LUSE: Online, I've seen a lot of people look at this quasi-bailout and wonder if they'll ever see a bailout for the average American. More than a few people have pointed at their little pile of student loan debt. Essentially, it doesn't feel fair. And, well, Harris says this is par for the course with Silicon Valley. According to him, it wheels and deals in inequity.
HARRIS: When I saw the news and saw this collapse and real classic bank run, it reminded me of this - these patterns of association and betrayal between Silicon Valley capitalists that go back to the 19th century.
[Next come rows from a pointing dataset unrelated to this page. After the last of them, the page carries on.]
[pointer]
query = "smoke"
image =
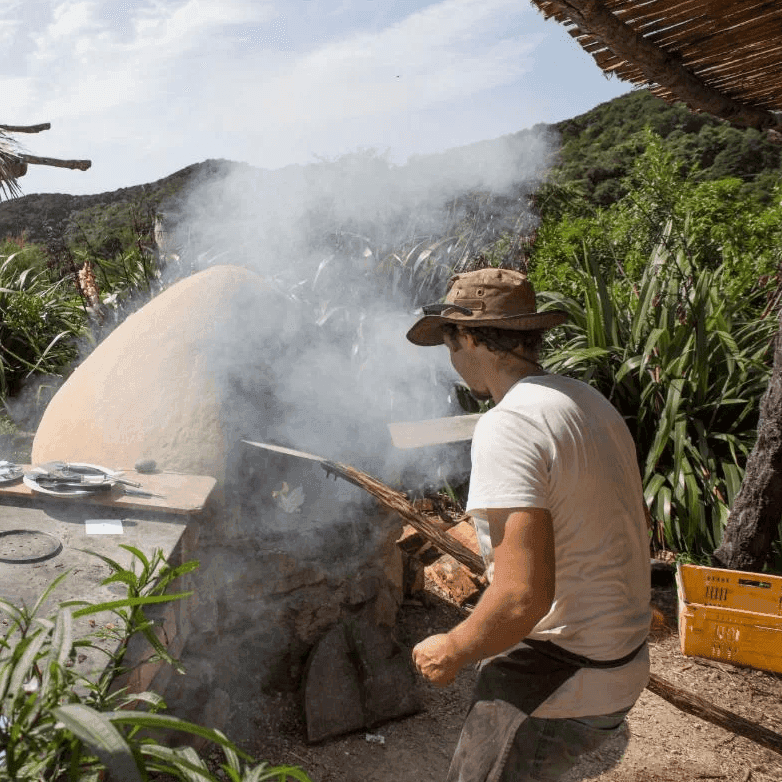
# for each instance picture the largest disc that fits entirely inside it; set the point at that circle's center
(353, 245)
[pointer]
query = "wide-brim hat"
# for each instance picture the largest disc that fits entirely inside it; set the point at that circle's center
(500, 298)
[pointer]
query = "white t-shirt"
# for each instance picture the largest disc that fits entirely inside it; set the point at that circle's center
(557, 443)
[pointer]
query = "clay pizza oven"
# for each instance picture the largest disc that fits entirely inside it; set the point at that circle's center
(285, 553)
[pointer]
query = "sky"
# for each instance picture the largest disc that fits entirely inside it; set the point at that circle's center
(143, 88)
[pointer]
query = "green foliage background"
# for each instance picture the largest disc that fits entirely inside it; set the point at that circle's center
(657, 227)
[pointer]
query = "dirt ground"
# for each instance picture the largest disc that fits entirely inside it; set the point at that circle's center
(661, 743)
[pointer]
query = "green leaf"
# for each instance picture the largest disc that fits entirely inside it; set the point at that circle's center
(99, 734)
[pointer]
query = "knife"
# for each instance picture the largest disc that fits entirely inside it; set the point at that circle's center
(74, 473)
(435, 431)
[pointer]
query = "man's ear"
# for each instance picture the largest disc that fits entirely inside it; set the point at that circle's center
(467, 339)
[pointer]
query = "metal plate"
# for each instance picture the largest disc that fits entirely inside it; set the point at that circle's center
(10, 472)
(19, 546)
(30, 481)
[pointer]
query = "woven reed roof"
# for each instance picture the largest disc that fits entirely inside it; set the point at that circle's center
(719, 56)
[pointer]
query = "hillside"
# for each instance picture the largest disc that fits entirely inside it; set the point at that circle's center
(597, 148)
(596, 151)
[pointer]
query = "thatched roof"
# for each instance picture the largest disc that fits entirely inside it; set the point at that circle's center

LUSE: His book traces the history of tech through its mecca city, Palo Alto, and its glittering Stanford campus, a campus that has educated and influenced tech science, who Harris feels continue to tip the scales in their favor at the cost of those around them.
HARRIS: These capitalists are always facing, on one hand, incentives to get together, to, like, oligopolize (ph), to associate, to form cartels for their common interest. But then at the same time, individually, they face these incentives where if you're the first one to stab everyone else in the back, you can win.
LUSE: Today, Malcolm and I are looking at the history of Palo Alto, which in his mind has a stark resemblance to the fictional town of Sunnydale from "Buffy The Vampire Slayer."
HARRIS: It's really sunny, and everyone's healthy and wealthy and going places, and there's a portal to hell under the high school that is concealed by the really nice weather all the time.
LUSE: We're diving into Harris's so-called portal to hell, and it all starts with a murder. Stick around.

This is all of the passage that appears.